Il poeta è un veggente, dotato di una vista più acuta degli altri uomini e può spingere lo sguardo oltre le apparenze ed
esplorare il mistero.
Il poeta, se è e quando è veramente poeta, cioè tale che significhi solo ciò che il fanciullo detta dentro, riesce perciò
ispiratore di buoni e civili costumi, d'amor patrio e familiare e umano.

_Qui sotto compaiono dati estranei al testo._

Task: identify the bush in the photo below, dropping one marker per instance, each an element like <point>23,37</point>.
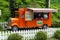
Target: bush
<point>15,37</point>
<point>40,36</point>
<point>1,28</point>
<point>57,34</point>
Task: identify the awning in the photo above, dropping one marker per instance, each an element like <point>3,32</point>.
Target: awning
<point>43,10</point>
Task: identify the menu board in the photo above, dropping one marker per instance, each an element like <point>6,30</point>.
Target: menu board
<point>28,16</point>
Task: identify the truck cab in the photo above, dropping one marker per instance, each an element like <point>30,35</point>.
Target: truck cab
<point>31,18</point>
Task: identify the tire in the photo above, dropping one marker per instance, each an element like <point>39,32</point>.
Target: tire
<point>45,26</point>
<point>14,28</point>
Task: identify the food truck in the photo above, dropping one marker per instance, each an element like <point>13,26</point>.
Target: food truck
<point>31,18</point>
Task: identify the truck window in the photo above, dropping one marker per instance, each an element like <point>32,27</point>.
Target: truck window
<point>38,15</point>
<point>16,14</point>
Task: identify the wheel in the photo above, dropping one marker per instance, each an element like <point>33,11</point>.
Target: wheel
<point>45,26</point>
<point>14,28</point>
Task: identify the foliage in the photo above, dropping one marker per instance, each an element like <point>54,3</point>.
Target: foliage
<point>15,37</point>
<point>1,28</point>
<point>57,34</point>
<point>40,36</point>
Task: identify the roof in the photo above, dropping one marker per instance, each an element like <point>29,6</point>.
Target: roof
<point>43,10</point>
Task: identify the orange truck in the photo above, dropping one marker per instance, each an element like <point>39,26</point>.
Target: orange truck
<point>31,18</point>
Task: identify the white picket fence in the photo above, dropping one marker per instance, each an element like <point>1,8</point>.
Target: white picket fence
<point>27,34</point>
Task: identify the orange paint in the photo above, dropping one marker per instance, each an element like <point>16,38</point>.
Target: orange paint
<point>20,22</point>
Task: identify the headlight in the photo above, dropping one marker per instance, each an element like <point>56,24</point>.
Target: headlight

6 Temi della poesia pascoliana
6.1La natura e la campagna
descrizione della natura e della vita contadina, dei suoi oggetti e dei suoi ritmi sono al centro di tutta la produzione di
Giovanni Pascoli. Il poeta vede il suo ideale in una forma di vita che sta scomparendo. A differenza del Verismo di Verga,
Pascoli ignora gli aspetti più crudi della realtà popolare e la idealizza. Egli preferisce concentrarsi sulle piccole cose di quel
mondo e si pone nell’ottica stupita del fanciullino che vede tutto per la prima volta. Con lo stesso sguardo stupito Pascoli si
sofferma sugli eventi naturali, li spoglia dei loro significati oggettivi e gliene conferisce di nuovi e simbolici.
6.2Le piccole cose
Il mondo poetico pascoliano appare frantumato in tanti piccoli oggetti, brevi immagini, lampi di luce, scie di odori, pensieri
che appaiono e scompaiono all’improvviso. Di questo mondo visto a scatti Giovanni Pascoli descrive le piccole cose. Il poeta
rifiuta il principio classicista che divide tra temi alti e bassi e non ritiene questi ultimi degni della poesia. Per lui la poesia è
anche nelle piccole cose, che hanno la stessa dignità di quelle grandi. Così si ricollega al principio romantico per il quale
ogni elemento della realtà è degno di entrare in letteratura e si fa cantore del mondo contadino allo stesso modo in cui
canta le glorie nazionali ed evoca i miti e gli eroi antichi.
6.3Le vicende autobiografiche
Al centro di molte poesie di Giovanni Pascoli ci sono le sue vicende autobiografiche, in particolare la morte dei suoi
familiari. Importantissima l’immagine del nido distrutto, che il poeta cercherà per tutta la vita di ricostruire. Nella poesia X
Agosto, probabilmente la sua più bella, il poeta rievoca l’uccisione del padre, accostandola a quella di una rondine e al
martirio di Cristo sulla croce.
Quello che bisogna sottolineare è che Pascoli parte dalle proprie vicende personali per arrivare alla condizione umana in
generale. Così è anche per il suo pessimismo: nel proprio dolore egli vede il dolore di tutta l’umanità e si attiva per porvi
rimedio, seppur attraverso una visione utopistica.
6.4Il mito e la storia antica La formazione di Giovanni Pascoli è classica, studiò la letteratura greca e latina (di cui fu anche
professore a Bologna) e alle storie antiche si ispirò nelle sue poesie. Egli però non riprese quel mondo così com’era, ma lo
interpretò secondo la propria sensibilità. Nei Poemi Conviviali esplora gli aspetti meno noti della storia e del mito,
ricollegandosi alla poesia ellenistica, mentre nelle poesie in latino si dedica ad aspetti marginali della vita romana e mette al
centro personaggi umili (gladiatori, schiavi, poveri) ma virtuosi. In questo vediamo di nuovo l’umanitarismo di Pascoli, che
respinge la schiavitù e cerca di riscattare queste figure oppresse.
Concetti chiave
Giovanni Pascoli, poeta decadente
Come risposta alla crisi del Positivismo la poesia di Giovanni Pascoli ci mette di fronte all’irrazionale e lo interpreta
attraverso i simboli e le corrispondenze.
Per Pascoli la vita è dolore, ma nella sua poesia c’è l’aspirazione alla fratellanza.
Per Pascoli la poesia deve essere svincolata da ogni fine esterno, tuttavia in essa esprime un messaggio di fratellanza.
La sua visione del mondo è pessimista: la vita è caratterizzata dal dolore e dal male.
I temi principali delle poesie di Pascoli sono la natura, la vita contadina, la morte e il mito.
Per le sue poesie predilige in generale la forma breve e il ritmo spezzato.